これらは、どれも同じようにデータ型ですので、変数として使用することができます。
基本的なデータ型には修飾子というものがあり、どのようなデータであるかを細かく指定します。修飾子を含めてデータ型であると考えてかまいません。
以下が基本的なデータ型であり、これらはC言語の予約語※となっています。
※ | 予約語 : 変数名など、別の用途には使用できない単語 |
基本的なデータ型
int | 整数 |
char | 文字としての整数(1Byte) |
float | 浮動小数点数(実数を表す) |
double | 倍精度浮動小数点数 |
void | ない、型を特定しない |
修飾子
signed | 符号付き(負の値を表せる) |
unsigned | 符号なし(負の値を表せない) |
short | 小さい、と思ってください |
long | 大きい、と思ってください |
データ型の例
int | 符号付き整数 |
unsigned int | 符号なし整数 |
unsigned long int | 符号なしの大きな整数 |
signed short | 符号付きの小さな整数 |
修飾子の後の int は省略可能です。実際には、省略して書く方が一般的です。また、int は符号付きですので、あえて signed を書く必要もありません。
通常使用する基本的なデータ型の書き方をまとめると、以下のようになります。
整数 | 符号付き | 符号なし |
---|
char | unsigned char |
short | unsigned short |
int | unsigned int または unsigned |
long | unsigned long |
実数 | float |
---|
double |
long double |
データの大きさ
データの大きさ 変数が、どのくらい大きな、あるいは、小さな数値を扱えるのかは、重要な問題です。扱える数値の範囲は無限ではありません。変数が 0 から 1000 までしか扱えないのだとしたら、1001 という数値を保持できません。
扱える数値の範囲はデータ型によって異なるのですが、C言語として定められているわけではありません。あるデータ型が扱える数値の範囲は、処理系(コンパイラー)によって決められます。処理系 A と処理系 B では、同じ int 型であっても、扱える数値の範囲が異なるのです。

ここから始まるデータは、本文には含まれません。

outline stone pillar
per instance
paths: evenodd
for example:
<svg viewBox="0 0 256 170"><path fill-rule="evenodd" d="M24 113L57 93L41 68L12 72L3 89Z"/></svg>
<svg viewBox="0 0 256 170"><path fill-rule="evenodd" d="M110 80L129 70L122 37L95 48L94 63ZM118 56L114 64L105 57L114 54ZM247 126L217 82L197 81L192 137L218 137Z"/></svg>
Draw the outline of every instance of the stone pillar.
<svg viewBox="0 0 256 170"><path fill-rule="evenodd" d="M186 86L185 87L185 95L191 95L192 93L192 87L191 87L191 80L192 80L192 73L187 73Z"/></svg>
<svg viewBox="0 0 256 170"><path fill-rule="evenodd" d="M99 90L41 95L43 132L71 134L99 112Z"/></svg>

整数の場合、扱える数値の範囲は、そのデータ型が使用するビット数に依存します。例えば、16 ビットでは、-32,768 から 32,767 までの値を扱うことが出来ます。
以下に、例を示します。
処理系A
型 | ビット | 符号付きの場合 | 符号なし(unsigned)の場合 |
---|
char | 8bit | -128 ~ 127 | 0 ~ 255 |
---|
short | 16bit | -32,768 ~ 32,767 | 0 ~ 65,535 |
---|
int | 16bit | -32,768 ~ 32,767 | 0 ~ 65,535 |
---|
long | 32bit | -2,147,483,648~2,147,483,647 | 0 ~ 4,294,967,295 |
---|
処理系B
型 | ビット | 符号付きの場合 | 符号なし(unsigned)の場合 |
---|
char | 8bit | -128 ~ 127 | 0 ~ 255 |
---|
short | 16bit | -32,768 ~ 32,767 | 0 ~ 65,535 |
---|
int | 32bit | -2,147,483,648~2,147,483,647 | 0 ~ 4,294,967,295 |
---|
long | 32bit | -2,147,483,648~2,147,483,647 | 0 ~ 4,294,967,295 |
---|
ここで、処理系 A では、short(short int) と int が同じ、処理系 B では int と long(long int) が同じ大きさです。このように、short、longは int と同じ場合があります。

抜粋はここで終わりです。